Estas palavras foram proferidas, hoje, pelo líder dos libertadores, Domingos Simões Pereira, à saída da audiência com o Presidente da República no encontro destinado a ouvir os partidos políticos, com vista a remarcação de uma nova data para a realização das eleições legislativas inicialmente agendada para o 18 de dezembro próximo.
Opinião contrária teve o Movimento para a Alternância Democrática (Madem-G15). O porta-voz Marciano Silva Barbeiro disse que o seu partido está de acordo que as eleições sejam realizadas em Maio, e não vê obstáculos para que as mesmas sejam realizadas com atual liderança da CNE.
Já o Partido da Renovação Social, através do seu líder em exercício, Fernando Dias alertou, o chefe de Estado de que não se pode falar das eleições legislativas sem que a situação da CNE seja resolvida.
Para o presidente da Assembleia do Povo Unido-Partido Democrático da Guiné-Bissau, APU-PDGB, Nuno Nabiam, a situação da caducidade da CNE deve ser resolvido com toda a tranquilidade e a sua formação política não tem problema de ir às eleições com actual direcção da entidade gestora das eleições, uma vez que o parlamento não está a funcionar na sua plenitude.

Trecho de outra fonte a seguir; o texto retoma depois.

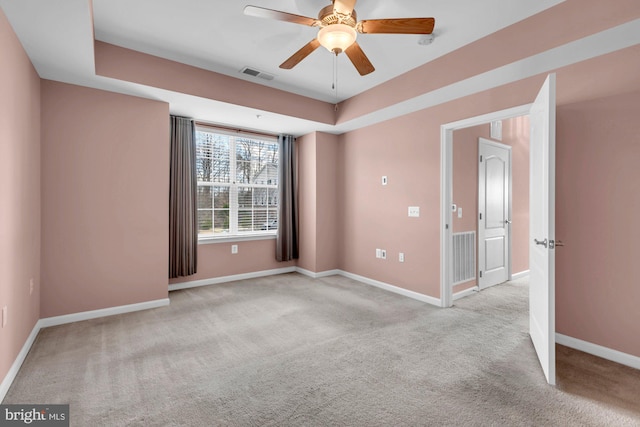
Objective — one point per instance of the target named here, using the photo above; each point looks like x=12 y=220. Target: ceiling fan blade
x=261 y=12
x=344 y=7
x=359 y=59
x=397 y=26
x=300 y=55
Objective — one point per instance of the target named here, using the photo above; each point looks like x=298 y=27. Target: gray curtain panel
x=183 y=223
x=287 y=238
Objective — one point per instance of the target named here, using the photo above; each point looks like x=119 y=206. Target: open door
x=542 y=227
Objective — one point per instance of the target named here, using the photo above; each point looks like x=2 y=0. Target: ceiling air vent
x=256 y=73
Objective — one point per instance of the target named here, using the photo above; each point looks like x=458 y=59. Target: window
x=237 y=183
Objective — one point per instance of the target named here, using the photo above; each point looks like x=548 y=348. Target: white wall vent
x=256 y=73
x=464 y=256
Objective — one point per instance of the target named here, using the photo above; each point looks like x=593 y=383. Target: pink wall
x=105 y=179
x=465 y=184
x=19 y=194
x=407 y=149
x=597 y=205
x=125 y=64
x=216 y=260
x=566 y=22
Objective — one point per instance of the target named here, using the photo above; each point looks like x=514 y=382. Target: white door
x=494 y=187
x=542 y=227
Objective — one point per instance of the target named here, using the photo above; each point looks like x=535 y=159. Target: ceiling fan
x=339 y=27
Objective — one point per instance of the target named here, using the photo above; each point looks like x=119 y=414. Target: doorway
x=541 y=213
x=494 y=213
x=446 y=202
x=469 y=217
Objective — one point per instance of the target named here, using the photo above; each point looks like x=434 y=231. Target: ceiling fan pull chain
x=335 y=80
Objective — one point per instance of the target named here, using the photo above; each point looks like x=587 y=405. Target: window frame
x=234 y=233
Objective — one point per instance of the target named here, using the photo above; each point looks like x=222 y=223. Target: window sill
x=245 y=238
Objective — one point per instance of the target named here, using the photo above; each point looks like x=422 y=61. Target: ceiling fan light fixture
x=337 y=38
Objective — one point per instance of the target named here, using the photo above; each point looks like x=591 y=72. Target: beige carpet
x=289 y=350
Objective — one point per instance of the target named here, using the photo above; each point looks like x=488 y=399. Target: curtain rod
x=236 y=130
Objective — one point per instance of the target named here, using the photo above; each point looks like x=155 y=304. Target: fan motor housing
x=327 y=17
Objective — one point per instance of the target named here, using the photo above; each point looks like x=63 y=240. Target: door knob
x=541 y=242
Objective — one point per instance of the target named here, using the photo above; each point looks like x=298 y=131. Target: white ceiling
x=217 y=36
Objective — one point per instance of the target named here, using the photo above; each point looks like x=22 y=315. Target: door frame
x=446 y=191
x=509 y=149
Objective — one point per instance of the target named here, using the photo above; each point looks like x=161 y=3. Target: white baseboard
x=308 y=273
x=466 y=292
x=15 y=367
x=319 y=274
x=519 y=275
x=103 y=312
x=600 y=351
x=69 y=318
x=232 y=278
x=394 y=289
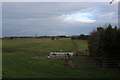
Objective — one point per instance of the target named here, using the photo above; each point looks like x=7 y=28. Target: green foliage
x=18 y=63
x=105 y=43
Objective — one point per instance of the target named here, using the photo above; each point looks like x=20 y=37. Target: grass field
x=19 y=60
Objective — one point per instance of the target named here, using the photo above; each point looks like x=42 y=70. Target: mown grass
x=18 y=64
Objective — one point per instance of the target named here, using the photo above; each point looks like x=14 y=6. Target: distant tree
x=105 y=43
x=52 y=38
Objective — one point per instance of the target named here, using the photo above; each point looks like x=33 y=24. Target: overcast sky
x=56 y=18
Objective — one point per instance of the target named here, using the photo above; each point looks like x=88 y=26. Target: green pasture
x=27 y=58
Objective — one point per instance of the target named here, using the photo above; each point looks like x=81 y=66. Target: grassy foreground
x=20 y=61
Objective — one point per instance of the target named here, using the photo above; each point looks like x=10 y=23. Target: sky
x=56 y=18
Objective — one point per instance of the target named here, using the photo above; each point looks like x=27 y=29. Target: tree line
x=104 y=43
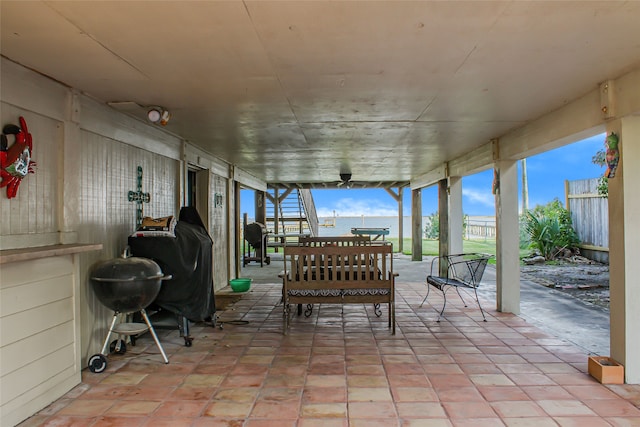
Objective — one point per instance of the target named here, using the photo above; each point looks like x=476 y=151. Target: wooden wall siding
x=589 y=213
x=108 y=171
x=218 y=231
x=32 y=213
x=37 y=335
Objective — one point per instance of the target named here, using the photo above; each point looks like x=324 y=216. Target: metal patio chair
x=462 y=271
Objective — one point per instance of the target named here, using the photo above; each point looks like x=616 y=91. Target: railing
x=309 y=208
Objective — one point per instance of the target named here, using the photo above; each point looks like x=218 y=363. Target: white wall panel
x=108 y=173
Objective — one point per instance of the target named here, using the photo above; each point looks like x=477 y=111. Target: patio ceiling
x=299 y=92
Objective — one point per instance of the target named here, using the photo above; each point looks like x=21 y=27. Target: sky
x=546 y=175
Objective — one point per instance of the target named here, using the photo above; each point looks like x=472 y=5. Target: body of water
x=342 y=225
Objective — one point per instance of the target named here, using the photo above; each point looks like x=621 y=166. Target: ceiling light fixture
x=345 y=178
x=158 y=115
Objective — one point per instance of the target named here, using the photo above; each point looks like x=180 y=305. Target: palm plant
x=550 y=229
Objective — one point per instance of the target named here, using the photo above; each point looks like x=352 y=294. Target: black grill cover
x=188 y=258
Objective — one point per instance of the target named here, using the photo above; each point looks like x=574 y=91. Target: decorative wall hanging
x=15 y=161
x=612 y=155
x=139 y=197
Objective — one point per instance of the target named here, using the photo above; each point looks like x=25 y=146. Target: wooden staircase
x=290 y=213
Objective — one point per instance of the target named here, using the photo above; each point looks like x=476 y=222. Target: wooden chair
x=461 y=271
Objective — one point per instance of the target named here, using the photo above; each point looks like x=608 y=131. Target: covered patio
x=344 y=368
x=141 y=108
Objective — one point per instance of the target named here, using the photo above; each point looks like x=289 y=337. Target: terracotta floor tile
x=87 y=407
x=109 y=421
x=490 y=379
x=503 y=393
x=180 y=408
x=449 y=381
x=59 y=421
x=480 y=368
x=322 y=422
x=129 y=378
x=456 y=410
x=314 y=380
x=517 y=409
x=414 y=394
x=324 y=410
x=427 y=422
x=169 y=422
x=591 y=392
x=276 y=410
x=325 y=394
x=531 y=379
x=612 y=408
x=367 y=381
x=238 y=394
x=270 y=423
x=518 y=368
x=477 y=422
x=139 y=407
x=565 y=408
x=191 y=393
x=228 y=409
x=338 y=369
x=369 y=394
x=408 y=410
x=372 y=410
x=547 y=393
x=581 y=422
x=624 y=421
x=461 y=394
x=367 y=422
x=530 y=422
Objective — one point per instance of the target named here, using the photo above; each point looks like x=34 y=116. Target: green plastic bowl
x=240 y=285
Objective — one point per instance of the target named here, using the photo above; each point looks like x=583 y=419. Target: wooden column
x=508 y=236
x=416 y=225
x=624 y=249
x=443 y=217
x=398 y=199
x=456 y=215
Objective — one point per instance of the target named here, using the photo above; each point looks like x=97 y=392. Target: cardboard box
x=606 y=370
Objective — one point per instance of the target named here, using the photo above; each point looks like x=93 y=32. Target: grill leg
x=106 y=341
x=153 y=334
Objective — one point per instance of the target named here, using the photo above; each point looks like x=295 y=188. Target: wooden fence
x=590 y=216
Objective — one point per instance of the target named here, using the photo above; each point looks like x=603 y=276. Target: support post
x=508 y=236
x=456 y=216
x=416 y=225
x=443 y=224
x=624 y=249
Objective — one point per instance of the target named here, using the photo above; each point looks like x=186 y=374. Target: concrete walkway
x=556 y=313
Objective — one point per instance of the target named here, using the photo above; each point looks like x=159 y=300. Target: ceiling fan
x=345 y=179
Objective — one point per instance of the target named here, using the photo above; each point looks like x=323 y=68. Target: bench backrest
x=468 y=268
x=335 y=241
x=338 y=267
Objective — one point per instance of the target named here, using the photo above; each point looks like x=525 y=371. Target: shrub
x=550 y=229
x=432 y=229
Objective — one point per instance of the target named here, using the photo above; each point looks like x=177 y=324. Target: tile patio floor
x=345 y=369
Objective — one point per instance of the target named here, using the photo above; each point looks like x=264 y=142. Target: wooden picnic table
x=376 y=233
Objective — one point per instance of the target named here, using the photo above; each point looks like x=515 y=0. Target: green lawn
x=430 y=247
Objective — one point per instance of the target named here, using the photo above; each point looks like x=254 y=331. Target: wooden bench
x=461 y=271
x=339 y=274
x=335 y=241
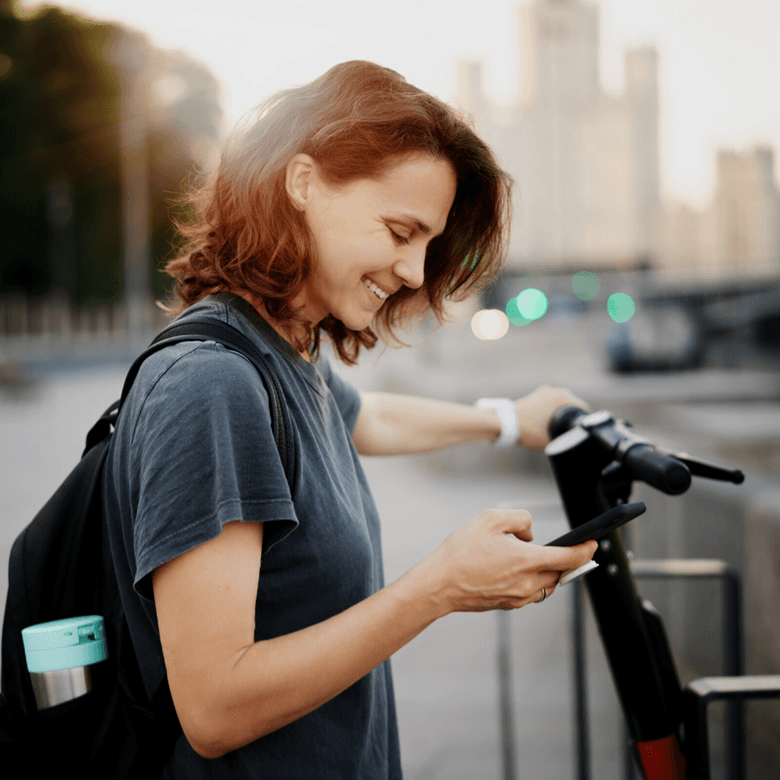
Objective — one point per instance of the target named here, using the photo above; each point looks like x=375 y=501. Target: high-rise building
x=745 y=209
x=586 y=164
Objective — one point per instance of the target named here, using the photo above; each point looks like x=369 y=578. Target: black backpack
x=60 y=566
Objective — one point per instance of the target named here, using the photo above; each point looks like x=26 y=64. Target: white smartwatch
x=510 y=429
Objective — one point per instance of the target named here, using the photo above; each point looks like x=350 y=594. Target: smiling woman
x=348 y=204
x=353 y=124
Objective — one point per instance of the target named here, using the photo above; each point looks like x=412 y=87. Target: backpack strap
x=208 y=329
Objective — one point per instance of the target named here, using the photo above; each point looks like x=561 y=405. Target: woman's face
x=370 y=235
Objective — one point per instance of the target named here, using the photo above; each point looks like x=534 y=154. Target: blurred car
x=661 y=336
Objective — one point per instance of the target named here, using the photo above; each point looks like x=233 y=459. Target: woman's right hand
x=490 y=563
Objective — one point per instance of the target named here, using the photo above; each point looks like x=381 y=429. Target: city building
x=585 y=163
x=740 y=228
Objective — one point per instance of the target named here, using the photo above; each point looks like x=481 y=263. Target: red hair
x=356 y=121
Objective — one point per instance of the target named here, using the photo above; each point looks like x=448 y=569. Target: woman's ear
x=299 y=178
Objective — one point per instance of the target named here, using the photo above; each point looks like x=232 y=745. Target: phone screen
x=601 y=525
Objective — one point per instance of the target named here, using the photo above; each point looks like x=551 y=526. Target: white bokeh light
x=489 y=324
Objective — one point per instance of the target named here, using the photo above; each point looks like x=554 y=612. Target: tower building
x=585 y=164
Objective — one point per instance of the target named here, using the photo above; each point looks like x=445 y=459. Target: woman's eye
x=398 y=239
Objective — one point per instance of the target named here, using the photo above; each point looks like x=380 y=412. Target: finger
x=513 y=521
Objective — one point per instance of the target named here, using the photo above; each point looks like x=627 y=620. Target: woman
x=347 y=206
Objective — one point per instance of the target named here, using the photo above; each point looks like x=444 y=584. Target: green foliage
x=65 y=86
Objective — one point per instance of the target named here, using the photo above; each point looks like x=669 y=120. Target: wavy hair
x=356 y=121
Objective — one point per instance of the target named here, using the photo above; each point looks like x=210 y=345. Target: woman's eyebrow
x=419 y=224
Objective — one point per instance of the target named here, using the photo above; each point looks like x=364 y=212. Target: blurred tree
x=61 y=180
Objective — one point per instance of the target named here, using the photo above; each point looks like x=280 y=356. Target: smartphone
x=601 y=525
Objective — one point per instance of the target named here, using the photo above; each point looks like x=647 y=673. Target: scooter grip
x=658 y=469
x=563 y=419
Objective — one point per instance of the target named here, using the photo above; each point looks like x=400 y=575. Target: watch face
x=595 y=419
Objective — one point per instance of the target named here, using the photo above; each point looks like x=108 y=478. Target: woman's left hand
x=535 y=409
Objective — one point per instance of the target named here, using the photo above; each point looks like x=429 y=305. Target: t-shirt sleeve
x=204 y=454
x=346 y=397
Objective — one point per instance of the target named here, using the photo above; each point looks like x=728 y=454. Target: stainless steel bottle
x=61 y=657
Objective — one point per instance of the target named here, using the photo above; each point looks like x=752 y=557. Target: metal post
x=505 y=698
x=580 y=686
x=733 y=662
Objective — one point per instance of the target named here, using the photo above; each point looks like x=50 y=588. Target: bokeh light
x=513 y=313
x=585 y=285
x=621 y=307
x=489 y=324
x=532 y=303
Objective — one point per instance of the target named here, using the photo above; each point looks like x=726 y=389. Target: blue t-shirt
x=194 y=449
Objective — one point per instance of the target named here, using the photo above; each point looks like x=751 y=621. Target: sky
x=719 y=59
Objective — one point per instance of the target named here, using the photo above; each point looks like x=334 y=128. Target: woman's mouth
x=378 y=291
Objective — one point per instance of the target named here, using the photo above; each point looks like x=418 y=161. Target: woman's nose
x=410 y=267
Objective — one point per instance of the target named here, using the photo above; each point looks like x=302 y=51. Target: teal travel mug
x=61 y=657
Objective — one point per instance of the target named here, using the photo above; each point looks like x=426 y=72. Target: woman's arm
x=229 y=690
x=390 y=424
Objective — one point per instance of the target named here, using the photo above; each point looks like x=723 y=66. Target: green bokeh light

Uma outra opinião semelhante à do líder do APU-PDGB é do Partido da Nova Democracia (PND), que de acordo com Abas Djaló, com a dissolução da ANP os partidos têm que dar voto de confiança à actual direcção da CNE.
As opiniões dos partidos com assento parlamentar na última eleição legislativas continuam a divergir sobre a caducidade da direcção da Comissão Nacional de Eleição, alguns defendem a criação de uma nova estrutura na base do consenso entre os partidos e outros não.